In a matchup of the youngest African American starting quarterbacks in the Super Bowl era, 22-year-old Cardinals quarterback Kyler Murray, the top pick in this year’s draft, threw for 349 yards in only his second professional contest.

Not to be outdone, second-year Ravens quarterback Lamar Jackson, also 22, became the only player in regular-season league history to throw for at least 270 yards and rush for at least 120 yards, leading Baltimore to a 23-17 victory.

As a fan, Mehri was thrilled. And as the civil rights attorney who helped establish the Rooney Rule – which requires NFL teams to interview minority candidates for head coaching and senior football operations jobs – he understood the deeper significance of the moment for a league that long has excluded African Americans from its most important and celebrated on-field position.

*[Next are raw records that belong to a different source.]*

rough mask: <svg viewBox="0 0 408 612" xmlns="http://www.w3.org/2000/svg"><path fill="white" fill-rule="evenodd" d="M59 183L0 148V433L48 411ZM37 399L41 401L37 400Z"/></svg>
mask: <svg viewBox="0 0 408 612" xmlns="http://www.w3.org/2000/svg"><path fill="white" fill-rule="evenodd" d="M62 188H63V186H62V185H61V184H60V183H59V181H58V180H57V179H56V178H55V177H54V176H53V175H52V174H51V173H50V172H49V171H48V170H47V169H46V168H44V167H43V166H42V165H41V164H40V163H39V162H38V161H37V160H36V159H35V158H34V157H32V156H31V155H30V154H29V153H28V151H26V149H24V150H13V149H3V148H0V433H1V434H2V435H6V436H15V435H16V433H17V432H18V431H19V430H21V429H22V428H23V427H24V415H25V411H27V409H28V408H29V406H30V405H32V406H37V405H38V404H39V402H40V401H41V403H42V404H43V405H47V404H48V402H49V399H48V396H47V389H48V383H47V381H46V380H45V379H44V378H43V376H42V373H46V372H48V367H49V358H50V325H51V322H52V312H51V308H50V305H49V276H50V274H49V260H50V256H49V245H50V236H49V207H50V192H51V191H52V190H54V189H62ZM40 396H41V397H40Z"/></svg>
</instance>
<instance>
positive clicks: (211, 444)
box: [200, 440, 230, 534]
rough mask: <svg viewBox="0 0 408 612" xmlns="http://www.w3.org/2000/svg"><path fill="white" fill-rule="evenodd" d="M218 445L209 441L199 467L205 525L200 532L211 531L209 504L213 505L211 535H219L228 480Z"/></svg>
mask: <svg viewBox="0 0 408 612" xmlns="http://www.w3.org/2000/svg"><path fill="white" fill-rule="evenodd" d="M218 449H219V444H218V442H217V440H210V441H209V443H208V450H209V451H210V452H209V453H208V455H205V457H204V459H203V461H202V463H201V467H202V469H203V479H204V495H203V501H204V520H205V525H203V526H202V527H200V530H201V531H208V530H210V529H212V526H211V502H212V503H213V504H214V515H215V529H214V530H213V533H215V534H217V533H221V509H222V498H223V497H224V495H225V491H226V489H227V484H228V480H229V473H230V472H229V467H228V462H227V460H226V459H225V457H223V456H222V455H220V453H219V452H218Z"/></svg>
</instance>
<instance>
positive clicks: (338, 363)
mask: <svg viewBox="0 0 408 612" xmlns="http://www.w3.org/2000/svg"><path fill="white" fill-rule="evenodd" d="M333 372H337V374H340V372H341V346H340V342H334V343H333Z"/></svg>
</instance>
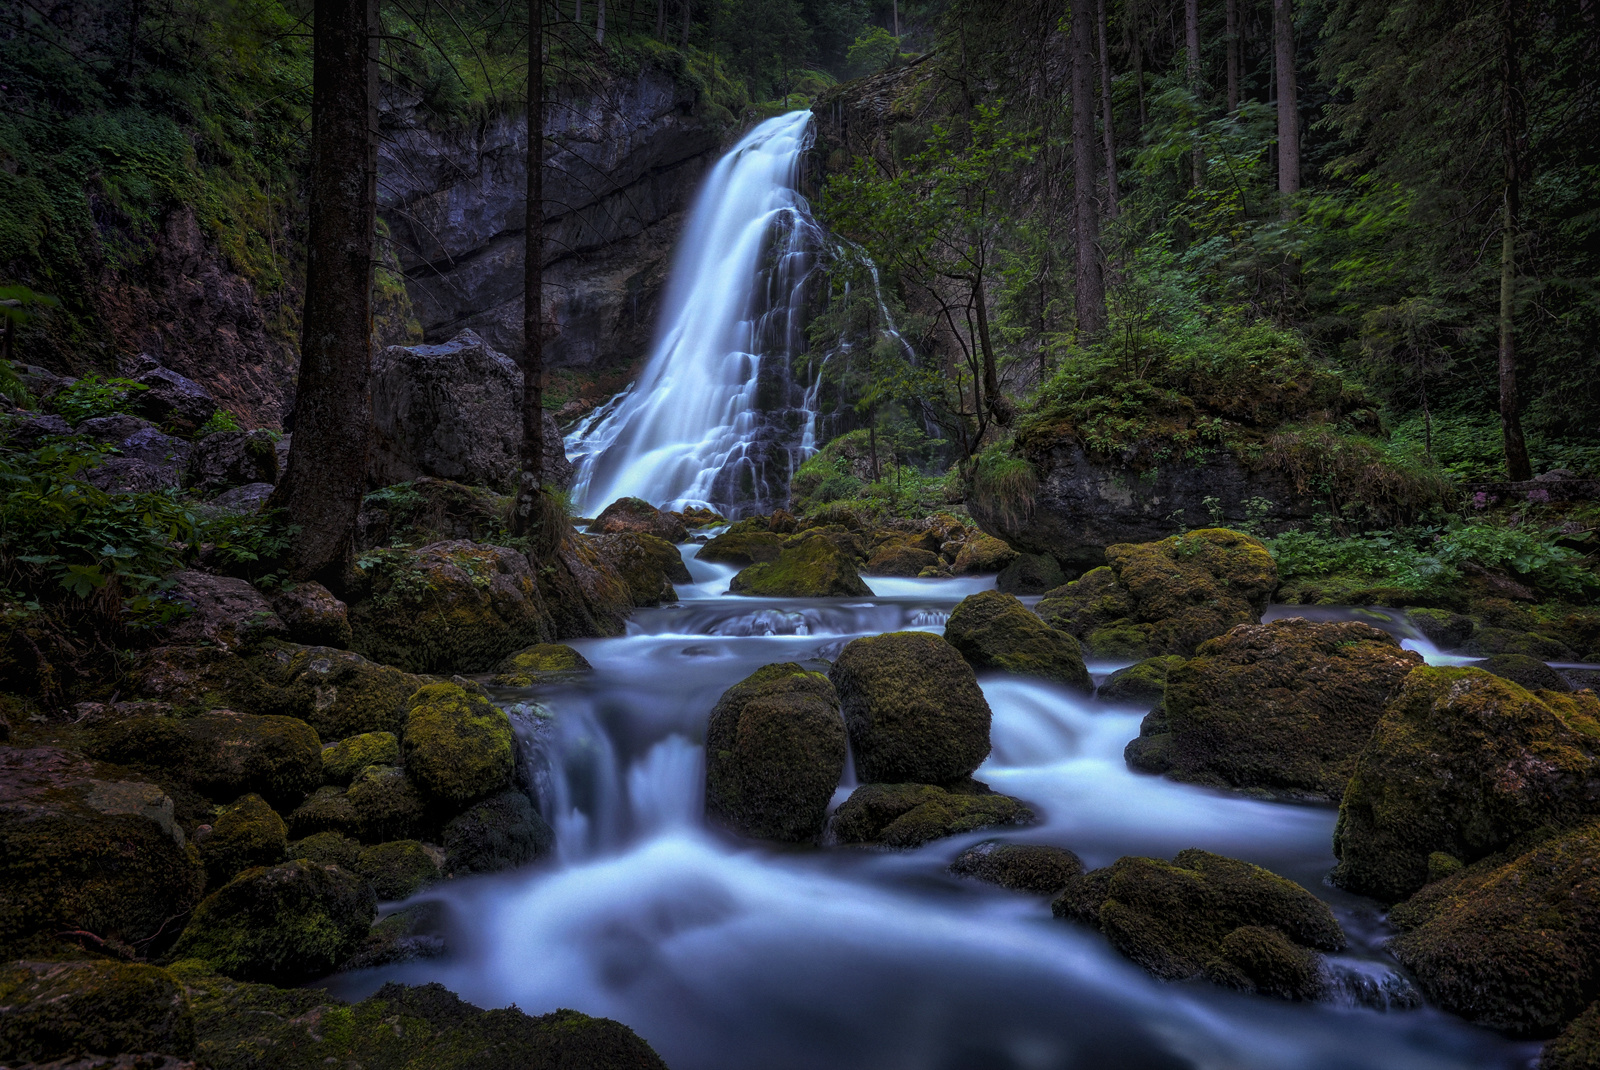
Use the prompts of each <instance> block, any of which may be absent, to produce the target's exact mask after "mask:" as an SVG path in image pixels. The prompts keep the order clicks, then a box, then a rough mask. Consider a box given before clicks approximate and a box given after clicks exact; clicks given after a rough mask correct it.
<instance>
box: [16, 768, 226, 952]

“Kyler Murray showed maturity beyond his years,” Mehri said. “They had no running game. The stadium is so loud. It was 100% on him. And he carved up the defense.

“Then you look at Lamar Jackson. His field awareness was so impressive. He can sense the pass rush and escape. He places the ball with nice touch. He’s showing the complete game.

“We’re trying to overcome 100 years – literally 100 years! – of stereotyping of black quarterbacks. And they demolished all of them in that one game.”

As the NFL celebrates its centennial season, the league is experiencing a changing of its quarterback guard. Peyton Manning and Andrew Luck are retired. Eli Manning has been benched. Ben Roethlisberger is out for the season, and faces an uncertain future.

Health permitting, Tom Brady, Drew Brees, and Phillip Rivers continue to truck along – but each is far closer to the end of their careers than the beginning.

All of those players are white. Meanwhile, the NFL’s most promising and accomplished young signal-callers are predominantly black: not just Jackson and Murray, but also Dallas’ Dak Prescott (26 years old), Houston’s Deshaun Watson (24), and Kansas City’s Patrick Mahomes (24).

And that’s not all. As Jason Reid of The Undefeated has noted, 2019 marks the first year in which the league’s reigning MVP (Mahomes), No 1 overall pick (Murray), highest-paid player (Seattle’s Russell Wilson), and a former MVP (Carolina’s Cam Newton) are all African American quarterbacks.

Small wonder, then, that Reid’s website has declared this “the year of the black QB”. Yet that same excellence raises a question: given that roughly 70% of NFL players are African American, why has it taken so long for the league’s marquee position to begin to follow suit?

The answer lies in a lengthy history of overt discrimination and subtle bias – and a determined, multi-generational effort by black athletes to overcome both.

“How do you get from there to here?” Mehri says. “You build a wall of integration. Bit by bit. Brick by brick.”